Databricks is one of the modules we offer for Data Studio. Databricks offers us a clean user interface (UI), a managed Python environment, and distributed computation with Spark. This document covers how to find out what is available in the managed Python environment and how PrecisionLender manages upgrades.
In this article
Environments
When the Databricks module is used, code is being run in a managed Python environment. It is important for users to be able to identify the managed Python environment for the purpose of knowing which Python packages are available for analytic tasks. Databricks manages its environments at the cluster level. That is, each cluster can have a unique Python environment.
In order to review the packages in the Python environment you can take the following steps:
- Determine what cluster your notebook is using, via the dropdown in your workspace, and then, select the Clusters icon in the menu bar to go to the cluster management page.

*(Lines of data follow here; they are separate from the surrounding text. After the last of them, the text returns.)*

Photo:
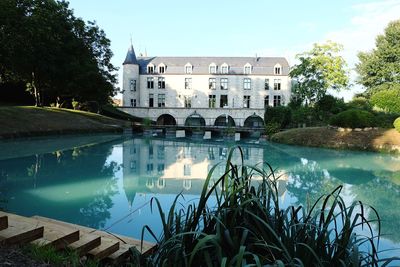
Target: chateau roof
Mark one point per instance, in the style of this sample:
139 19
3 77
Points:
176 65
130 57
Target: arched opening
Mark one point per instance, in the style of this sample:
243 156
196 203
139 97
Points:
224 120
254 121
166 119
195 120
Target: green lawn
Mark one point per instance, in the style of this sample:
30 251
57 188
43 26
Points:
21 121
373 140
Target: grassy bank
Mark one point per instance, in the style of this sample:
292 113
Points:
387 140
33 121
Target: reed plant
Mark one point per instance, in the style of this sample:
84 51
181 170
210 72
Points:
247 226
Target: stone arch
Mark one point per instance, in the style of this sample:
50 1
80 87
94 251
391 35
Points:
166 119
254 121
224 120
195 120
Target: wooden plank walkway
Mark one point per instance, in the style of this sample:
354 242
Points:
15 229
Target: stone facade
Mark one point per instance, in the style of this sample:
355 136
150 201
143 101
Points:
209 87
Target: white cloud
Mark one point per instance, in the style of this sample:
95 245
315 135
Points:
370 20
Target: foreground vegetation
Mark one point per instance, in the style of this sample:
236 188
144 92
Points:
378 140
33 121
247 226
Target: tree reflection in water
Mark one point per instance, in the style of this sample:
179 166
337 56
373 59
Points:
64 174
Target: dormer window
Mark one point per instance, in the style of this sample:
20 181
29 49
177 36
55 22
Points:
213 68
247 69
224 68
277 69
150 68
161 68
188 68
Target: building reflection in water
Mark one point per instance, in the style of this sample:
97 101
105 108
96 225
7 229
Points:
172 167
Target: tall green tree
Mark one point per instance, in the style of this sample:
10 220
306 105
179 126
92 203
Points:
56 54
319 69
381 65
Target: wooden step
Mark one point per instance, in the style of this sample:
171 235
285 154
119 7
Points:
3 222
19 232
107 247
54 234
147 246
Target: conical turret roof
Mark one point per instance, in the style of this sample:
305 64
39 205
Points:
130 57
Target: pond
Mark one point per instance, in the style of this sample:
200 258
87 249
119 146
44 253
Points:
106 182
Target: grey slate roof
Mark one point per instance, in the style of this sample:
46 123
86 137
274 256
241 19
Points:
176 65
130 57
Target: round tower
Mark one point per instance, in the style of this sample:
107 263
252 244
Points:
130 80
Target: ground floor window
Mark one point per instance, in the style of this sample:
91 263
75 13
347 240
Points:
188 102
277 100
266 101
151 100
161 100
211 101
223 101
246 101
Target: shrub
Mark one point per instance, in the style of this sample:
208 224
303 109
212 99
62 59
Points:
388 100
330 104
247 227
359 103
280 114
396 124
385 120
302 115
271 128
353 118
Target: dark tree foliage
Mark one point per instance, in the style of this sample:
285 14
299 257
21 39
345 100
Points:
57 55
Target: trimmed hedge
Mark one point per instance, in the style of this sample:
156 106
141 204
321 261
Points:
280 114
388 100
396 124
354 118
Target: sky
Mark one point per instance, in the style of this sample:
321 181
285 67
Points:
239 28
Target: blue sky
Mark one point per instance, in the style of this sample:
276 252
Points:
238 28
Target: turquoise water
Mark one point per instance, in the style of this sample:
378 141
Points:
106 182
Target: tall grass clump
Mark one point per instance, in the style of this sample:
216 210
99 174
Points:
247 226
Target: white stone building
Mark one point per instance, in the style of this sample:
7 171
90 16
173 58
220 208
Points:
204 90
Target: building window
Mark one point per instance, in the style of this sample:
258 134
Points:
247 70
266 101
150 82
188 69
161 100
224 69
223 101
277 84
266 84
277 100
161 83
132 85
246 101
188 83
212 99
247 83
187 170
213 69
212 83
151 100
224 83
188 101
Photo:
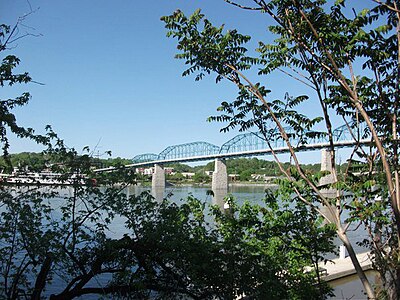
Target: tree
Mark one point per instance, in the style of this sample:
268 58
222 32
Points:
350 59
62 235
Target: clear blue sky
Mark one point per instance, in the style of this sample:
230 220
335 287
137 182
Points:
110 77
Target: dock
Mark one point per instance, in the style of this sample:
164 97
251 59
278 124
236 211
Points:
342 267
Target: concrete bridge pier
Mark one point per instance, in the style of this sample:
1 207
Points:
219 184
220 176
326 165
158 182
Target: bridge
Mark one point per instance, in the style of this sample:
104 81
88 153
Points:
248 145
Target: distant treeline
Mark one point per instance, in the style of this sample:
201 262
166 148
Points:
243 167
37 162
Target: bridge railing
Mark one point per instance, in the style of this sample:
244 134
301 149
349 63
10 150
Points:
248 142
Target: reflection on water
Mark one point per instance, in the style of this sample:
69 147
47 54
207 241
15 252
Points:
345 288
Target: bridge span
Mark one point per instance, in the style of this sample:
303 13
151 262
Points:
248 145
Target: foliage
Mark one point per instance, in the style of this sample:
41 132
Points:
58 241
349 58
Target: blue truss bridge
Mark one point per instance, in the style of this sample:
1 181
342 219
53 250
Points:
252 144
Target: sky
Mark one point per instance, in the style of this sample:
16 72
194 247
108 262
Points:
109 77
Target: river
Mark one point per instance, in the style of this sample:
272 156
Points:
345 288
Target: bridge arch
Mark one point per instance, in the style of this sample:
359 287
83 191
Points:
351 132
145 158
188 150
244 142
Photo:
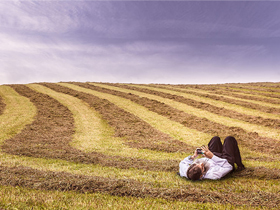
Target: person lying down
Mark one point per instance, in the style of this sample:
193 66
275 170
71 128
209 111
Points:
218 160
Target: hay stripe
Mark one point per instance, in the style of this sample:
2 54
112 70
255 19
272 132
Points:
262 131
18 112
93 134
174 129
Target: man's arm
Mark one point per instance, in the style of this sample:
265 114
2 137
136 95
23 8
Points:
221 168
185 164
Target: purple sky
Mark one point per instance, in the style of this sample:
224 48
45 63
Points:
174 42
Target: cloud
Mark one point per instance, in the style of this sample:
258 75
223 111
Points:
141 42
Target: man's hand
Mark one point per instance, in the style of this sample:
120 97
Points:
206 152
194 155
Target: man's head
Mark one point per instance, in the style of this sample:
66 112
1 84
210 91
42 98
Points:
195 171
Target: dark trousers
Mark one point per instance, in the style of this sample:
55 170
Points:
229 150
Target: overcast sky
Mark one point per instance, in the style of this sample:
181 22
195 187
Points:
174 42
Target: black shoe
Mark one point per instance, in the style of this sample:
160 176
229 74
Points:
240 168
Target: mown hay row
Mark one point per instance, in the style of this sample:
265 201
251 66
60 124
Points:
18 112
262 130
2 105
234 89
42 180
216 106
261 107
246 139
50 133
137 132
92 133
255 87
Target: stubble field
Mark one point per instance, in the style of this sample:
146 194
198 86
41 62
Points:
118 146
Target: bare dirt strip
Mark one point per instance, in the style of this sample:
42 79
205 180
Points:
257 87
272 123
137 132
249 105
235 93
234 89
2 105
62 181
51 131
250 140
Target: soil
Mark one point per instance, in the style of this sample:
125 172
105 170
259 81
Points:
2 105
272 123
230 89
247 139
136 132
50 133
62 181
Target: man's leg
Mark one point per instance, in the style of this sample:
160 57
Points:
231 152
215 146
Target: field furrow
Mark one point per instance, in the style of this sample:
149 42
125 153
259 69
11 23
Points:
51 132
175 130
138 133
273 95
18 112
262 108
213 103
2 105
103 145
61 181
92 133
263 131
247 139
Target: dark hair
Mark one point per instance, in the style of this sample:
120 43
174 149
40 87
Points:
194 173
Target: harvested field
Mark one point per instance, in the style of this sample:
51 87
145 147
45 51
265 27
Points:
125 141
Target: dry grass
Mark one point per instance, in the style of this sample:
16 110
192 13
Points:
51 179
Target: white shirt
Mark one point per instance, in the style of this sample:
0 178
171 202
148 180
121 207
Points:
218 167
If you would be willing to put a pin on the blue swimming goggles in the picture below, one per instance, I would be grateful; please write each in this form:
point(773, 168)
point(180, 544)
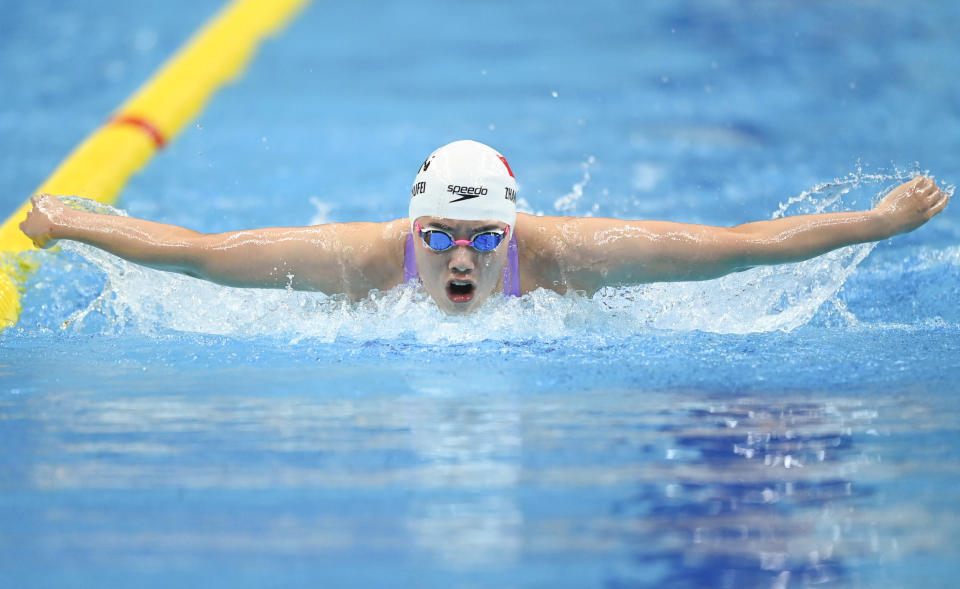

- Find the name of your cluster and look under the Runtime column to identify the version of the cluster
- Review the cluster version within the Databricks documentation and review the various packages
Environment Upgrades
Because Databricks runtimes are managed by Databricks, we are beholden to the Databricks runtime lifecycle. PrecisionLender upgrades runtime clusters periodically to ensure the clusters are:
- Secure
- Featureful
- Supported by Databricks
Databricks has its own runtime deprecation process, which can be found in the documentation linked in the section above. PrecisionLender also has a runtime/cluster deprecation process, to help us achieve the goals listed above.
The PrecisionLender cluster/runtime deprecation process is as follows:
- Notification
- When PrecisionLender is ready to upgrade clusters, an email will be sent to Data Studio clients informing them that the upgrade process is beginning.
- Upgrade Cluster Creation
- A new cluster with a new Databricks Runtime will be created. The name of this cluster will be given in the notification email.
- Deprecated Cluster Removal
- The deprecated cluster will be removed two months after the initial email detailing the cluster upgrade.
Reacting to Environment Upgrades
As a Databricks user of Data Studio, it is important that you take certain actions when an upgrade occurs:
- As soon as possible, move your critical notebooks to the new cluster
- Identify any issues with cluster/notebook compatibility
- Fix compatibility issues by rewriting appropriate pieces of Python code to utilize the upgraded versions of any Python libraries
- Where your issues are difficult/impossible to resolve, contact PrecisionLender for support
It is important that you react to a cluster upgrade event early, so that you have plenty of time to identify and remedy cluster/notebook integration issues.